Childan contemplait d’un air morose, à travers la vitrine, à la lumière d’une belle journée d’été, les immeubles administratifs de San Francisco.

— Quelque chose pour remplacer alors. Que recommandez-vous, Mr Childan ?

Tagomi avait délibérément accentué la dernière syllabe ; selon le code, c’était une insulte, et le rouge vint au visage de Childan. Il perdait pied, leur situation lui causait une terrible mortification. Les aspirations, les terreurs, les tourments de Robert Childan surgirent devant lui, vinrent le submerger, lui paralyser la langue. La main crispée sur le téléphone, il se mit à bégayer. On sentait flotter l’odeur acre des soucis ; la musique se faisait toujours entendre, mais il avait l’impression de sombrer dans une mer lointaine.

— Eh bien, parvint-il à marmonner. Une baratte. Une sorbetière datant environ de 1900.

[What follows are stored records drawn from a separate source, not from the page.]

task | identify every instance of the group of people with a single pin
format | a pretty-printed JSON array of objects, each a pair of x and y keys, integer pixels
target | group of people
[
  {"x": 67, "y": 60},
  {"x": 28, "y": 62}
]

Son esprit se refusait à penser. Juste au moment où l’on oublie, juste au moment où l’on se fait des illusions. Il avait trente-huit ans, il se rappelait la période d’avant la guerre, une autre époque. Franklin D. Roosevelt et la Foire internationale ; le monde d’avant, meilleur.

— Puis-je vous apporter différents échantillons très précieux à votre bureau ? marmonna-t-il.

Rendez-vous fut pris pour 2 heures. Il faut fermer, se dit-il en raccrochant. Pas le choix. Il faut conserver les bonnes grâces de ce genre de clients ; on dépend d’eux si l’on veut faire des affaires.